Öncelikle gittiğimiz yerin adını söyleyeyim. Yaşayan Köy. Burası bir Müze.
Biz Yaşayan Köy’e giderken dağların arasından geçtik, yağmurlarla baş ettik. Yaşayan Köy’e geldiğimiz zaman bütün yollar buzdu. O yüzden yolun kenarından dikkatlice yürüyerek gezdik. Otele geldiğimizde otel sıcaktı ve dizaynı güzeldi. Sonra yemek yemeğe gittik. Yemekten sonra 3 tane müze ev gezdik. Birinci ev Ankara Evi, ikinci ev Karadeniz Ev’i ve üçüncü ev de Akdeniz Ev’iydi. Ankara Evi’nde ebru sanatını öğreten biri vardı ve baskı yapmaya gittik. Ben kalem kutuya baskı yaptım, Efe ise bandanayı seçti. Karadeniz Ev’inde mısır unu yaptık.
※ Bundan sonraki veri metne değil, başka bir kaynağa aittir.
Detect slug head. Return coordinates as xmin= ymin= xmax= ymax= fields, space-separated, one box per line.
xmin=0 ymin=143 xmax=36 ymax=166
Akdeniz Ev’inde ise sadece gezdik. Eski yıllarda insanların nasıl evlerde yaşadıklarını görmüş olduk.
Akşam olduğunda masal anlatan abiyi dinledik. Bize de sorular sordu ve hep beraber değişik hikayeler uydurduk. Çok güldük, çok eğlendik. Patlamış mısır ve kestane yedik. Oğlakları gördük, tavus kuşlarını gördük. Çok eğlenmiş bir şekilde evimize geri döndük.